For most of 2020 and the first half of 2021, government shutdown orders, business restrictions and stay-at-home mandates negatively impacted the restaurant industry. As a whole, it suffered the most during the pandemic, reporting nearly $200 billion in losses and more than 69,000 restaurants closing nationwide.
However, the $46 billion global pizza industry only saw a marginal $10 million year-over-year loss in that category and saw 2,000 new pizza stores opening across the nation during the pandemic, the New York Times reported.
One only needs to see the stock prices of the publicly traded pizza companies and investors' bullishness. From July 2020 to July 2021, shares of Domino's have increased by nearly $97, trading at $477 as of Tuesday. Domino's reported total revenues of $984 million in its most recent earnings report, a 12.7% or $111 million increase from the first quarter of last year.
Other publicly traded pizza companies have also seen their share prices grow throughout the pandemic.
Papa John's stock price is $104 as of Tuesday, a 22% increase year-over-year. Yum Brands, the parent company of Pizza Hut, is trading at $116 as of Tuesday, a 10% increase year to date.
But with California reopened and more restaurants allowing dine-in and continuing both take-out and delivery, can pizza continue its momentum? Wintersteen says yes, noting that the increase in foot traffic is a good sign that the economy is back on track.
"As a consumer, foot traffic is reflecting the optimism about pulling out of this pandemic," she said.
For Lodge Bread, Amsalam is planning to open a brick-and-mortar pizza spot called Full Proof Pizza sometime in the fall in Beverly Hills.
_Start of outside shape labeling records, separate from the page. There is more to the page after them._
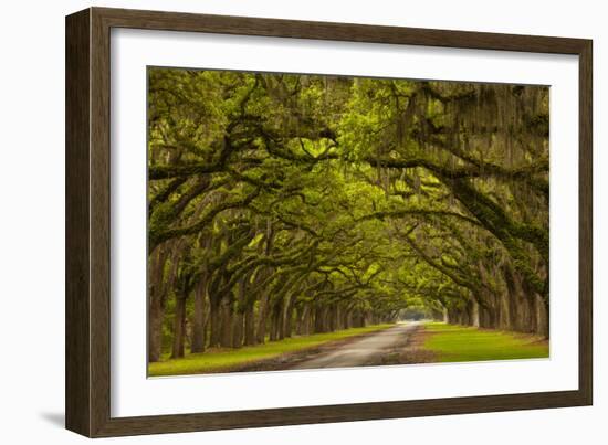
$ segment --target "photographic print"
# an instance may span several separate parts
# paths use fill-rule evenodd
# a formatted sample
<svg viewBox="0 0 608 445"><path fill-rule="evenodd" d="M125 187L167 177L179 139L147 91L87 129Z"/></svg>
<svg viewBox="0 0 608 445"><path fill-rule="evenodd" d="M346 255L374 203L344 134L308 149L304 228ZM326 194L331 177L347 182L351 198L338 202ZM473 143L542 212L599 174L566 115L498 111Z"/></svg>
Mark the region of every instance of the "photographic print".
<svg viewBox="0 0 608 445"><path fill-rule="evenodd" d="M149 377L548 358L548 86L147 83Z"/></svg>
He explained that since opening Lodge Bread in 2015, they've always hosted a pizza night at the café and wanted to open an independent brick-and-mortar shop focused on pizza eventually.
When they received the opportunity to take over a pizza shop that closed in Beverly Hills, Amsalam and a partner seized it.
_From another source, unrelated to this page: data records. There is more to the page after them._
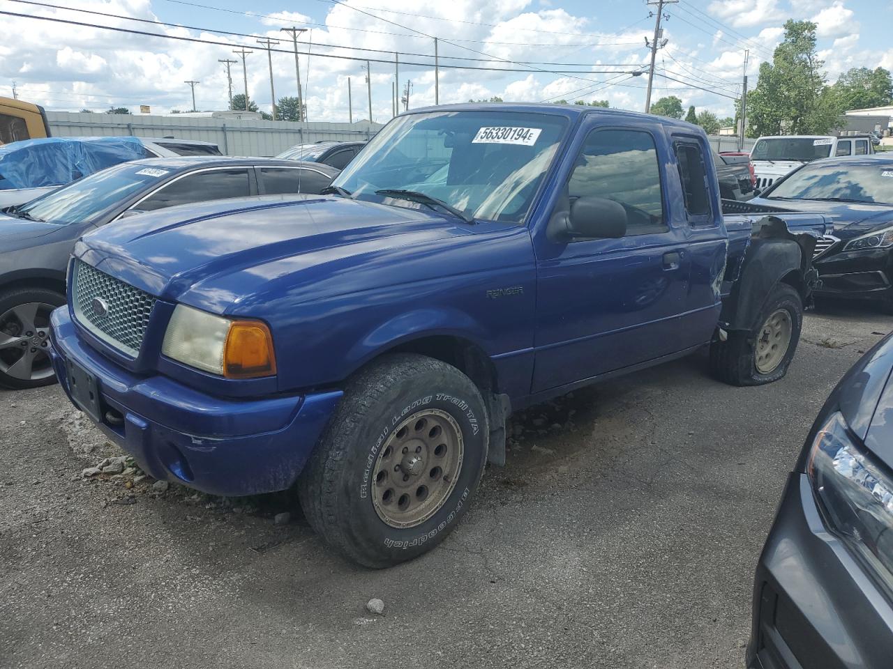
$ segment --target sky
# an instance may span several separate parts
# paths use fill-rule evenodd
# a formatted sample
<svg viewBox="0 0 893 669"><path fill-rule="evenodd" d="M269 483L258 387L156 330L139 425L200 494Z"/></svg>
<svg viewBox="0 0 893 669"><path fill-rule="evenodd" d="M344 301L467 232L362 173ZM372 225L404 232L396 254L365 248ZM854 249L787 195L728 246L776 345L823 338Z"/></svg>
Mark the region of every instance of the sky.
<svg viewBox="0 0 893 669"><path fill-rule="evenodd" d="M11 96L14 81L20 99L46 109L125 106L138 113L147 104L153 113L168 113L191 109L184 82L194 80L198 110L226 109L226 70L218 61L238 61L233 92L241 93L242 64L232 52L245 45L253 51L246 58L248 95L269 112L268 54L256 40L281 40L273 46L281 52L270 54L276 96L295 95L295 57L287 53L293 45L280 30L294 26L307 29L298 50L308 120L348 120L348 78L353 120L369 117L365 59L372 120L390 119L394 52L401 61L400 88L412 82L409 106L434 104L435 37L441 103L497 95L607 100L643 111L647 78L633 73L647 69L646 38L653 37L655 11L646 0L0 0L0 12L219 43L0 14L6 36L0 43L0 95ZM653 101L673 95L686 107L721 118L733 115L745 51L752 89L789 18L818 24L819 55L830 81L852 67L893 70L893 0L678 0L663 14L666 43L657 53ZM466 69L448 67L456 65ZM497 68L516 71L492 71Z"/></svg>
"This was a perfect opportunity to open a pizza shop," he said.
Full Proof Pizza will be a New York-style restaurant serving pizza, salads and maybe some sandwiches. The pizza is being offered in a limited capacity at Lodge Bread locations Wednesday to Sunday from 5 p.m. to 10 p.m.
"It's going to resemble like an old-school pizza shop," he said.
Amsalam admits there a lot of great pizza places in Los Angeles but believes his style of pizza will set them apart.
"My partner and I were chefs-turned-bakers," he said. "We make good food and like to think it's going to stand out."